P1110852Jetzt wendet er sich auch das erste Mal direkt ans Publikum: „Dankeschön und guten Tag überhaupt! Jetzt drehen wir die Platte um!“ und legt in den Jubel nach: „Wir sind die Fehlfarben, die früher diese lustigen Texte hatten, aber das ist jetzt vorbei!“ Also folgt „Apokalypse“, der Rhythmus treibt die Leute weiter an. Ich überrasche mich selbst mit einer Gänsehaut, während die Füße automatisch dem Rhythmus aus Bass und Schlagzeug folgen. Ich drehe mich kurz um, und die Menge tanzt ebenso bis unter dem Catwalk im Hintergrund der Halle. Zum Finale des Songs spielt Saskia ein tolles und bejubeltes Stehsolo an den Drums. Doch es gibt „keine Atempause“, es geht weiter mit „Ein Jahr (Es geht voran)“. Peter setzt dabei zu früh an und bricht noch einmal ab, aber dann klappt sein Einsatz. Das hat nicht weiter gestört, aber sicherheitshalber wirft Peter einen kurzen Blick auf den Spickzettel, der auf dem Drumpodest liegt. „Was kommt jetzt?“ – Richtig, jetzt kommt „Angst“. Die Stimmung ist toll, „Und wir tanzten bis zum Ende, zum Herzschlag der besten Musik“, wie es im folgenden „Das war vor Jahren“ heißt. Peter will nun noch einmal auf dem Zettel spicken, doch jemand ruft laut „Paul ist tot!“ Da muss er lachend feststellen: „Richtig, wer die Platte kennt weiß, was jetzt kommt.“ Der Sound nimmt mich noch einmal gefangen, bei „Paul ist tot, kein Freispiel drin“ kriege ich die nächste Gänsehaut. „Was ich haben will, das krieg‘ ich nicht. Und was ich kriegen kann, das gefällt mir nicht“ muss man einfach mitsingen. Die meisten Leute tanzen, und ich muss mir ein Tränchen wegblinzeln, denn nun endet Monarchie und Alltag. Was für ein Album, das auch nach all den Jahren nichts von seiner Kraft eingebüßt hat. Auf der Fotoleinwand erscheint kurz Heino auf dem Cover einer alten Illustrierten, eine kleine und witzige Hommage an die Vorband Black Heino. Im Jubel des Publikums verschwindet Peter klammheimlich von der Bühne, und die Band dreht für ein rockiges Finale noch einmal richtig auf. Ein toller Abend, jetzt wäre es eigentlich perfekt. Aber natürlich fordert das Publikum nach Zugaben, und dem können sich die Fehlfarben auch nicht entziehen.

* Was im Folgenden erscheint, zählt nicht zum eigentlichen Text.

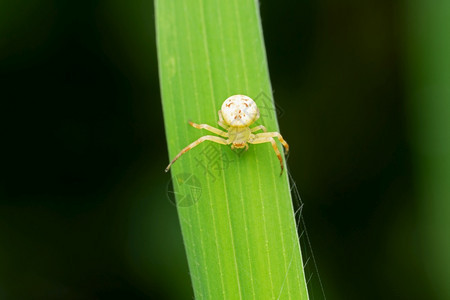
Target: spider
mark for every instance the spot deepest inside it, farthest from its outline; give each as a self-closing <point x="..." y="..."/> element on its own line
<point x="238" y="112"/>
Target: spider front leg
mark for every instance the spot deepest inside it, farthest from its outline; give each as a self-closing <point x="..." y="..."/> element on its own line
<point x="221" y="123"/>
<point x="260" y="140"/>
<point x="209" y="127"/>
<point x="273" y="135"/>
<point x="259" y="127"/>
<point x="212" y="138"/>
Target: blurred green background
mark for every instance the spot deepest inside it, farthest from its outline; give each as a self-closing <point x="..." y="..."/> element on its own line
<point x="364" y="95"/>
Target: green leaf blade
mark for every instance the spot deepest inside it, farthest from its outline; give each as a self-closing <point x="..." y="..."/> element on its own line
<point x="240" y="235"/>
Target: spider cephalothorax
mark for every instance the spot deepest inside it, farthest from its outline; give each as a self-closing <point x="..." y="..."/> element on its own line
<point x="238" y="112"/>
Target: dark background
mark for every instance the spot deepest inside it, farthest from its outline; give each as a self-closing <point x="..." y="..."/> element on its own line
<point x="83" y="206"/>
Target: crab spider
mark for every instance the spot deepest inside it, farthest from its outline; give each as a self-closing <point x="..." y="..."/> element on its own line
<point x="238" y="112"/>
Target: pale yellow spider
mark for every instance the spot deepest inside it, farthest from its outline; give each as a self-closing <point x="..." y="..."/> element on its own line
<point x="237" y="114"/>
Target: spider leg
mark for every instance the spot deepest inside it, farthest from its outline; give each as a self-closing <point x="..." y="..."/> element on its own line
<point x="273" y="135"/>
<point x="260" y="127"/>
<point x="221" y="123"/>
<point x="260" y="140"/>
<point x="215" y="139"/>
<point x="210" y="128"/>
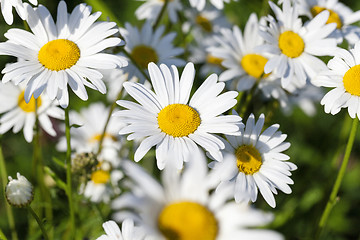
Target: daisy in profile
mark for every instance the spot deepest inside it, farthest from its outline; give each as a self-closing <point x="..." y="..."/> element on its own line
<point x="343" y="76"/>
<point x="7" y="7"/>
<point x="145" y="45"/>
<point x="128" y="231"/>
<point x="168" y="119"/>
<point x="181" y="207"/>
<point x="150" y="10"/>
<point x="200" y="4"/>
<point x="17" y="114"/>
<point x="340" y="14"/>
<point x="57" y="54"/>
<point x="254" y="162"/>
<point x="294" y="47"/>
<point x="86" y="137"/>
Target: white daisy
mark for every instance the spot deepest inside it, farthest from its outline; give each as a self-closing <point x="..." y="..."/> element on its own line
<point x="295" y="46"/>
<point x="343" y="76"/>
<point x="86" y="138"/>
<point x="67" y="52"/>
<point x="150" y="10"/>
<point x="181" y="207"/>
<point x="128" y="231"/>
<point x="200" y="4"/>
<point x="6" y="9"/>
<point x="167" y="119"/>
<point x="340" y="14"/>
<point x="17" y="114"/>
<point x="145" y="46"/>
<point x="242" y="62"/>
<point x="254" y="161"/>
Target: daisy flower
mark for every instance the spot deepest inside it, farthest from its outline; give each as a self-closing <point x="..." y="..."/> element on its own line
<point x="242" y="62"/>
<point x="167" y="119"/>
<point x="150" y="10"/>
<point x="254" y="161"/>
<point x="17" y="114"/>
<point x="128" y="231"/>
<point x="295" y="46"/>
<point x="61" y="53"/>
<point x="86" y="137"/>
<point x="181" y="207"/>
<point x="6" y="9"/>
<point x="343" y="76"/>
<point x="145" y="46"/>
<point x="340" y="14"/>
<point x="200" y="4"/>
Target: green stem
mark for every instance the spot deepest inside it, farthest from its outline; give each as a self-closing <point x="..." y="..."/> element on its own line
<point x="68" y="173"/>
<point x="108" y="120"/>
<point x="333" y="196"/>
<point x="161" y="14"/>
<point x="9" y="212"/>
<point x="41" y="225"/>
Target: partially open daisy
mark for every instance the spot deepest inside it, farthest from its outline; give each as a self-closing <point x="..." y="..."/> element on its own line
<point x="15" y="113"/>
<point x="254" y="161"/>
<point x="295" y="46"/>
<point x="128" y="231"/>
<point x="181" y="207"/>
<point x="145" y="46"/>
<point x="6" y="9"/>
<point x="167" y="119"/>
<point x="150" y="10"/>
<point x="55" y="55"/>
<point x="343" y="76"/>
<point x="340" y="14"/>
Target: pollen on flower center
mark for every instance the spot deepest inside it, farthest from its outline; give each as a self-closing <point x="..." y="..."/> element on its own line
<point x="204" y="23"/>
<point x="248" y="159"/>
<point x="351" y="80"/>
<point x="59" y="54"/>
<point x="178" y="120"/>
<point x="31" y="105"/>
<point x="100" y="176"/>
<point x="253" y="64"/>
<point x="291" y="44"/>
<point x="333" y="18"/>
<point x="187" y="221"/>
<point x="143" y="55"/>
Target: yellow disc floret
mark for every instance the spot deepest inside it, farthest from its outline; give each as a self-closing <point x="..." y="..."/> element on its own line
<point x="187" y="221"/>
<point x="59" y="54"/>
<point x="248" y="159"/>
<point x="178" y="120"/>
<point x="31" y="105"/>
<point x="253" y="64"/>
<point x="333" y="18"/>
<point x="143" y="55"/>
<point x="351" y="80"/>
<point x="204" y="23"/>
<point x="291" y="44"/>
<point x="100" y="176"/>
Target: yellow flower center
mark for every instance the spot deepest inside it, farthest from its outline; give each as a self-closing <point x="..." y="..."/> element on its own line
<point x="143" y="55"/>
<point x="97" y="137"/>
<point x="31" y="105"/>
<point x="333" y="18"/>
<point x="351" y="80"/>
<point x="253" y="64"/>
<point x="178" y="120"/>
<point x="248" y="159"/>
<point x="291" y="44"/>
<point x="100" y="177"/>
<point x="59" y="54"/>
<point x="187" y="221"/>
<point x="204" y="23"/>
<point x="213" y="60"/>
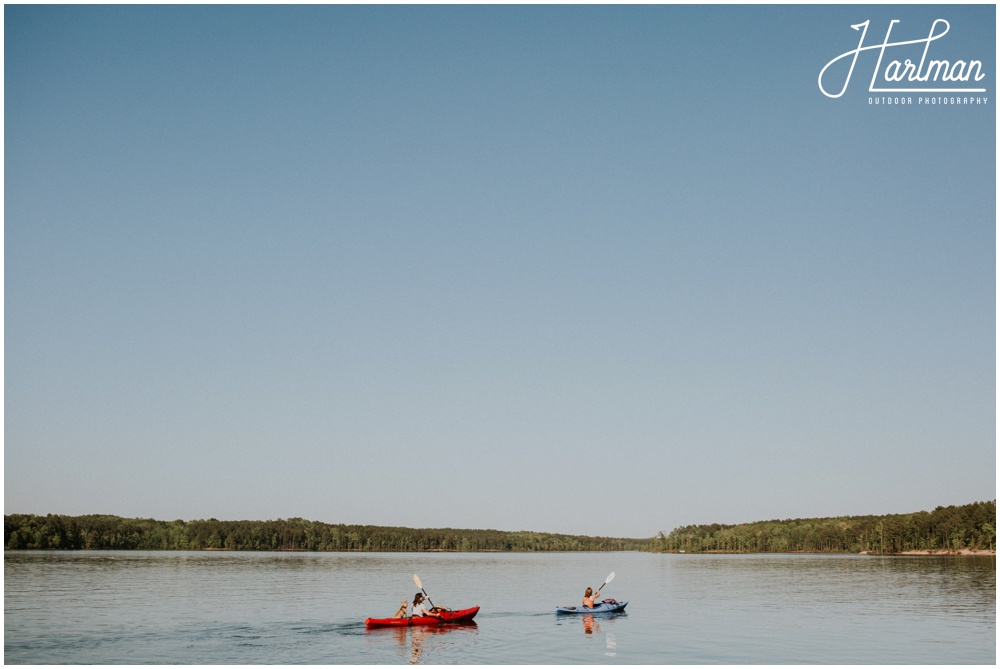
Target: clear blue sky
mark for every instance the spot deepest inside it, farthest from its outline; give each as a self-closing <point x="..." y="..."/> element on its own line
<point x="578" y="269"/>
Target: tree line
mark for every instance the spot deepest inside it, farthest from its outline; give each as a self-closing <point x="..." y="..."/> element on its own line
<point x="101" y="532"/>
<point x="954" y="528"/>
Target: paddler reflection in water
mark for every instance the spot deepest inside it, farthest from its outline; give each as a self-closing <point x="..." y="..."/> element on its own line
<point x="419" y="609"/>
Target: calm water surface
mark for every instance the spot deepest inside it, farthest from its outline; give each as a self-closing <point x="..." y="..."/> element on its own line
<point x="309" y="608"/>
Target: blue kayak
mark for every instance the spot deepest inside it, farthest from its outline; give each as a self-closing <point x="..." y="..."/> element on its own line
<point x="604" y="607"/>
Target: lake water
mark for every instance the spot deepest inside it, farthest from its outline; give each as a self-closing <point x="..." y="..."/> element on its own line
<point x="309" y="608"/>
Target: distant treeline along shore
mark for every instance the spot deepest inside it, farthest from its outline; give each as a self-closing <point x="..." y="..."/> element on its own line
<point x="955" y="528"/>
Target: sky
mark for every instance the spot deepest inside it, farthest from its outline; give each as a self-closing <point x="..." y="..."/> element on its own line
<point x="600" y="270"/>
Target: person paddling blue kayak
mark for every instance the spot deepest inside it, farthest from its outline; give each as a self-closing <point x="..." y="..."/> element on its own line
<point x="589" y="603"/>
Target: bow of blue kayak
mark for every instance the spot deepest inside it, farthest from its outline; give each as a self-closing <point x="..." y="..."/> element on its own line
<point x="603" y="607"/>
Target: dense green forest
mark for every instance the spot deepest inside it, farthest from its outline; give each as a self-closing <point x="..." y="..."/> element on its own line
<point x="972" y="526"/>
<point x="954" y="528"/>
<point x="113" y="532"/>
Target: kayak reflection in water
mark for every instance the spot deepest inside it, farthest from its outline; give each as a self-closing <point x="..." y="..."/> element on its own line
<point x="420" y="610"/>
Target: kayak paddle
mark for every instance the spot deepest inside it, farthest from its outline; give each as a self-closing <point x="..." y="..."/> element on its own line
<point x="416" y="580"/>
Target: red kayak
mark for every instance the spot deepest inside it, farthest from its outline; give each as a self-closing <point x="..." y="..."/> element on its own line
<point x="462" y="616"/>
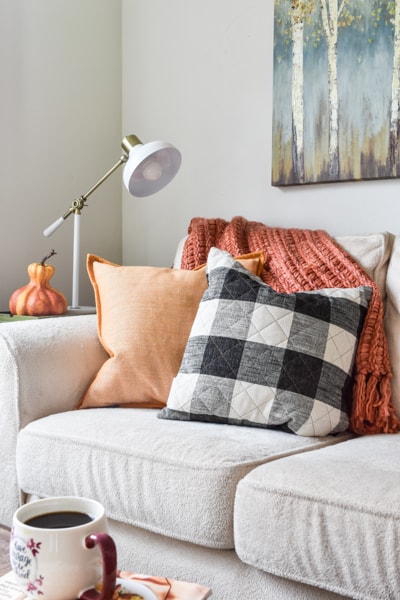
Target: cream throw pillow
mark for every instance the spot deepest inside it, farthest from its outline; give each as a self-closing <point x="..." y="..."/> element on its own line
<point x="144" y="319"/>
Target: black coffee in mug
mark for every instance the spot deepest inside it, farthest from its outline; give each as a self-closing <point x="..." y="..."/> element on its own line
<point x="59" y="520"/>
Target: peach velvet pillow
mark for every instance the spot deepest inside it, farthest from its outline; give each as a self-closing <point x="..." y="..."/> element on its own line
<point x="144" y="317"/>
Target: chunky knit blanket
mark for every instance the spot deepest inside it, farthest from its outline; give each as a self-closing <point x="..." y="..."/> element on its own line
<point x="298" y="260"/>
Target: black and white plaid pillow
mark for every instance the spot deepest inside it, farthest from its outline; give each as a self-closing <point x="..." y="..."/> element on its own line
<point x="267" y="359"/>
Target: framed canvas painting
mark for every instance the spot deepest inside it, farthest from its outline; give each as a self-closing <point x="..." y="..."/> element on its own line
<point x="336" y="91"/>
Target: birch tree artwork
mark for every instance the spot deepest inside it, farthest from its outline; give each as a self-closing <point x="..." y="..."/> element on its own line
<point x="336" y="96"/>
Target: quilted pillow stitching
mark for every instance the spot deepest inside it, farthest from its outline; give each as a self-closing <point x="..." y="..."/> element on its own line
<point x="261" y="358"/>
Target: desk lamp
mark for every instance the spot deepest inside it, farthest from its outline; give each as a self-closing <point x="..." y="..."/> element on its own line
<point x="148" y="168"/>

P1110935Wieder zurück auf der Bühne erklärt Peter: „Jetzt waren wir eine Platte lang vernünftig, nun ist es Zeit unvernünftig zu werden. Wir wollten eigentlich `ne CD abspielen, aber das geht technisch nicht. Jetzt müssen wir den Mist spielen, den wir geprobt haben.“ In das Gelächter hinein schiebt er noch nach: „Jetzt kommt neue Scheiße nach der alten!“ Die erste Zugabe ist „Der Dinge Stand“ vom letzten Album Über…Menschen von 2015. Früher schimpfte man über die Alten, heute kriegen die Jungen ihr Fett ab: „Mit der App in der Hand unters Auto gerannt. Mit Beats auf den Ohren, das Leben verloren.“ Weiter geht es mit „Im Sommer“ vom Album Glücksmaschinen aus 2010. Der Sound fügt sich gut ein, aber dennoch ist in der Pause ein kleiner Bruch entstanden. Mit „Platz da!!!“ vom Album Xenophonie (2012) ist dieser jedoch schon wieder vergessen, die Band rockt, und die Leute gehen wieder richtig mit. Auch Black Heino sind mit dabei. Nun muß sich Peter kurz setzen und nimmt einen tiefen Schluck König Ludwig. Nach „Stadt der 1000 Tränen“, noch einmal von Glücksmaschinen, kommen wir zum Schluß: „Ja, danke, jetzt kommt das letzte Lied … So haben wir uns das vorgestellt.“ Es folgt also „So hatten wir uns das nicht vorgestellt“ wieder von Über…Menschen. Die Saxophon-Einlage von Frank klingt verdächtig nach Joy Division, ungewöhnlich, aber gut. Eine kurze Verabschiedung der Band, Peter ist schon vorab winkend verschwunden, aber die Leute haben immer noch nicht genug, und so werden die Fehlfarben noch einmal zurückgeklatscht. Peter erscheint nun auch mit einem Flensburger Pilsener und meint: „Normalerweise spielt man bei den Zugaben die alte Scheiße, aber das können wir ja nun nicht. Aber unsere neue Scheiße ist immer noch besser als die alte Scheiße von anderen!“ Das Publikum johlt, und es folgt das schwungvolle „Das Komitee“ (Album Über…Menschen). Den nun wirklich letzten Song „Politdisko“ von Handbuch für die Welt von 2007 kündigt Peter mit: „80ies Revival Disco!“ an.
Damit endet ein toller Abend, bei dem mit Black Heino eine junge und aufstrebende Band am Start ist, die man sich unbedingt merken sollte. Trotz des leichten Soundproblems fügen sie sich gut ein als Vorband. Fehlfarben sind eine Bank, kein Wunder bei der präsentierten Platte. Aber auch die neuen Songs sind fehlfarbentypisch und machen live ebenso Spaß.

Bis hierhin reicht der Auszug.